DIY: Build your own rev lights for racing games with a Raspberry Pi Zero
A little fun DIY project I did recently that uses car telemetry data from racing games (such as F1 2018, Assetto Corsa, Project Cars 2 etc.) to build rev lights using a Raspberry Pi Zero W with RGB LEDs (video at the end). Complete build time is around 20–30 minutes + a few lines of Python code. No soldering required!
During a visit to the Ferrari Museums in Maranello and Modena I tried the F1 simulators they have on site and boy was that an experience. You’re basically sitting in a stripped down F1 chassis with pedals, a full F1 steering wheel, it even had a Halo; the whole shebang. The chassis isn’t just a fancy seat though, it rests on a motion platform that turns the chassis left and right, shakes it, tightens the seat belt when you brake and so on.
I decided to go buy a Logitech G920 as it seemed like a good beginners wheel and was on offer on Amazon anyways. The slight downside of the G920: unlike other Logitech racing wheels, it does not come with Rev Lights.
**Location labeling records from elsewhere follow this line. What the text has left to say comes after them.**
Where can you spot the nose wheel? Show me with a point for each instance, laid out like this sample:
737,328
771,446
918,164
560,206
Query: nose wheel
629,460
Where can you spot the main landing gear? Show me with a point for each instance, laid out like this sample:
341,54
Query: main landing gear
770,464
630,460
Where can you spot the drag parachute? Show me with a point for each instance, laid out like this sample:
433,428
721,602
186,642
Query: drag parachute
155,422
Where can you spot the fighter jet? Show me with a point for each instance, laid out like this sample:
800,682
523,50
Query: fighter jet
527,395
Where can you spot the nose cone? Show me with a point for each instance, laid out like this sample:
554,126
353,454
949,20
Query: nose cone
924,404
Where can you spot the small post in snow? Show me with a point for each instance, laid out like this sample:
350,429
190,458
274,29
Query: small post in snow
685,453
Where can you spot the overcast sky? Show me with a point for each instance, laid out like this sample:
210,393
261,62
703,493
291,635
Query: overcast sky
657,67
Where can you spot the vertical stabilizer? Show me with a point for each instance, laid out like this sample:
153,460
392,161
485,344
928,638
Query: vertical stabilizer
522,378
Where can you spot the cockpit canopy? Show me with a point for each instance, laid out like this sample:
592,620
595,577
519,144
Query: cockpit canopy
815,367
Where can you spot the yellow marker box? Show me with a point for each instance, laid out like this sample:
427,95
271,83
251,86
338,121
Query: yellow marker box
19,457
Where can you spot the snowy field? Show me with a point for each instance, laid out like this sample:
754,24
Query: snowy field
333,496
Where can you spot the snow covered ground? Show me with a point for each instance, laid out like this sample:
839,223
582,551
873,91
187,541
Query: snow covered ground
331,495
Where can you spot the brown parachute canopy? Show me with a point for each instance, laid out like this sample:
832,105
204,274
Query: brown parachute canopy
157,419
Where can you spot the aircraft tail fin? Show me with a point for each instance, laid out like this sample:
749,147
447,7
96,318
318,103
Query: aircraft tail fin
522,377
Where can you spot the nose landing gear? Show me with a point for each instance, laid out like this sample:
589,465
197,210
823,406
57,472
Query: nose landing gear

While they are definitely not required to play any (sim-)racing game, they do add to the overall experience.
This got me thinking: how does the motion platform know what to do and how do I get my hands on the same data to build a Rev Light add-on for my wheel?
How do I get my hands on this telemetry data?
After searching online for a bit to learn how these motion platforms work, I found out that the games I currently play, Formula 1 2018, Assetto Corsa and Project Cars 2 all have a feature that can send the telemetry data (and more) from the game through your local network to any device that wants it. That’s the data part sorted, sound!
The specifications of the data for all three games are publicly available and all of them send the data over the network using UDP as the protocol.
- Formula 1 2018 — https://forums.codemasters.com/discussion/136948/f1-2018-udp-specification/p1
- Assetto Corsa (registration required) — https://www.assettocorsa.net/forum/index.php?threads/ac-udp-remote-telemetry-update-31-03-2016.222/
- Project Cars 2 — https://www.projectcarsgame.com/project-cars-2-api/
Getting the required parts
My main priorities were that the hardware needs to be cheap, easy to use, small and have WiFi for better portability. I found a shop online that sells a Raspberry Pi Zero W that has GPIO pins already soldered on and since they also had a zero-soldering-required RGB LED element that you can simply slide onto the Pi’s GPIO pins it was a perfect fit since it ticked all of the boxes.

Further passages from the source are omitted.